In the world of bright ideas and innovation, Australia has delivered its fair share. Australian innovation in science and technology alone have helped to enhance today's global environment and provide us all with better standards of living.

However, just having an idea is not enough. You need to obtain protection and then get it to market.

When to File Patent

In Australia and in most overseas countries a patent application must be filed before details of the invention are made publically available and before the invention is commercially used. Far too often, patents are considered after commencement of commercialisation of the invention. Although some countries, including Australia do have a grace period for disclosure, it is best to avoid disclosure before filing a patent.

Obtaining a Patent

In Australia, the registration of patents is administered by the Australian Industrial Property Organisation (AIPO), the umbrella organisation for the Australian Patent Office. The Patent Office is headed by the Commissioner of Patents, who is conventionally the Director of AIPO.

The usual steps in obtaining an Australian patent are:

1. Preparation and filing of a patent specification with AIPO to obtain a priority date. A patent specification can be prepared either by the applicant or a registered patent attorney and provides a technical description of the invention together with claim(s) (paragraphs) which define the invention and the scope of monopoly being sought.

2. Twelve months from the priority date, it is usual that a complete patent application is prepared and filed.
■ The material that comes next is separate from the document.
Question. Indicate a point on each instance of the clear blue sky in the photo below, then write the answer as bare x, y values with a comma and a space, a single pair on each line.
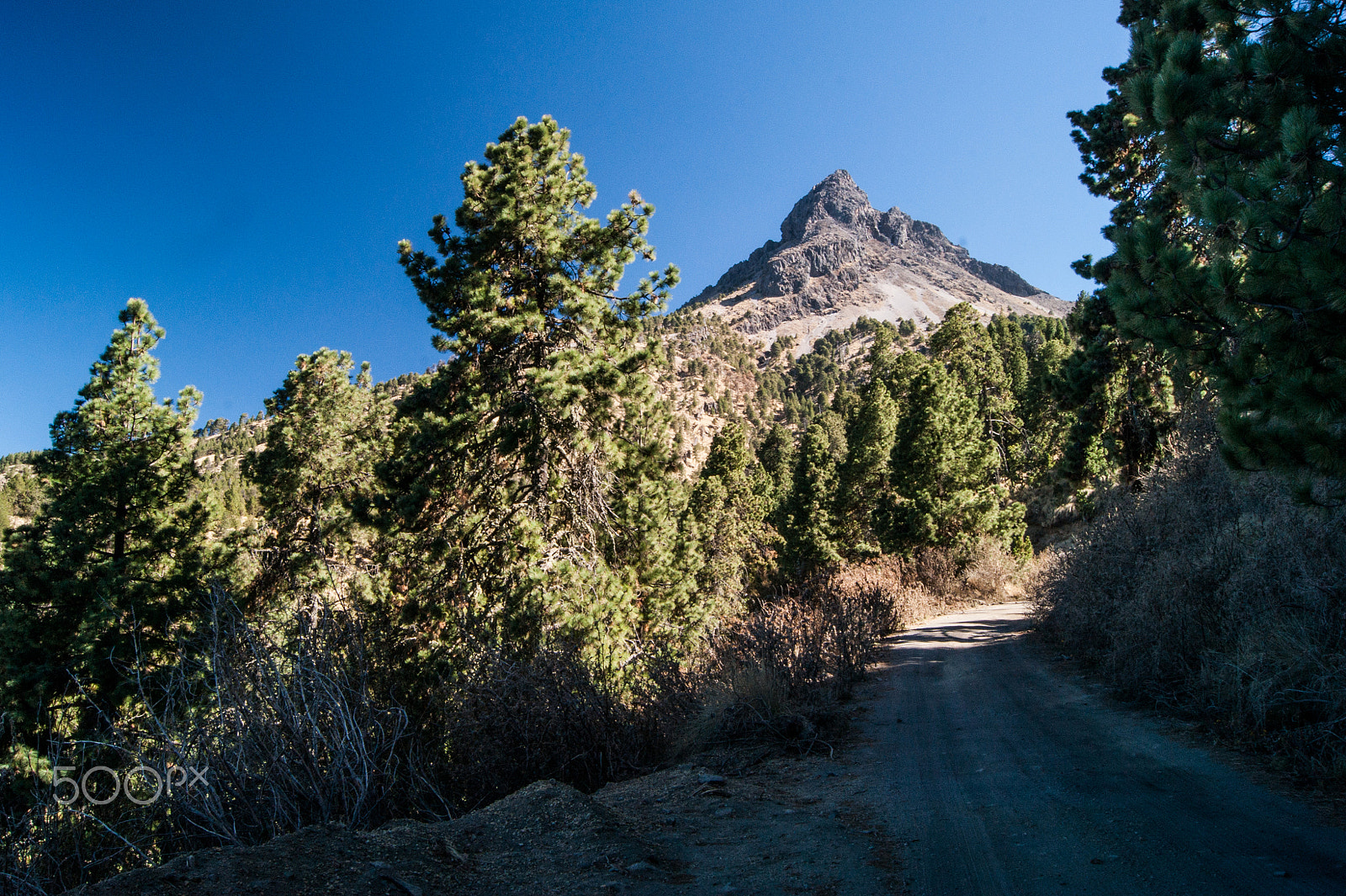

The complete patent application is subsequently examined by an AIPO examiner skilled in the relevant field of technology. The examiner examines the patent application for compliance with the Patents Act and an applicant (usually via a patent attorney) has the opportunity to argue against any objections raised by the examiner. If all objections are overcome the application is accepted.

3. After acceptance there is a statutory period where third parties (for example, competitors) can oppose the grant of a patent. Assuming no opposition, a patent is granted and this usually occurs some two years after filing the complete application. Similar procedures exist overseas and patents are usually obtained in each country where a market for the innovation exists.

After filing the first patent application (step 1), solicitors are often involved in the commercialisation process, assisting applicants with company structures, leases, financing, manufacturing and distribution contracts etc. Alternatively, solicitors play a crucial role in the sale, licensing or joint venturing of innovative products (for instance, where an applicant uses a third party to exploit the innovation). Further, solicitors are involved in enforcement (infringement) actions and settlement negotiations involving patents. Solicitors and patent attorneys typically work together in these areas.

Patent drafting requires substantial specialist skill and expertise and a Patent Attorney registered under the Patents Act are exclusively permitted to prepare and file patent specifications on behalf of patent applicants.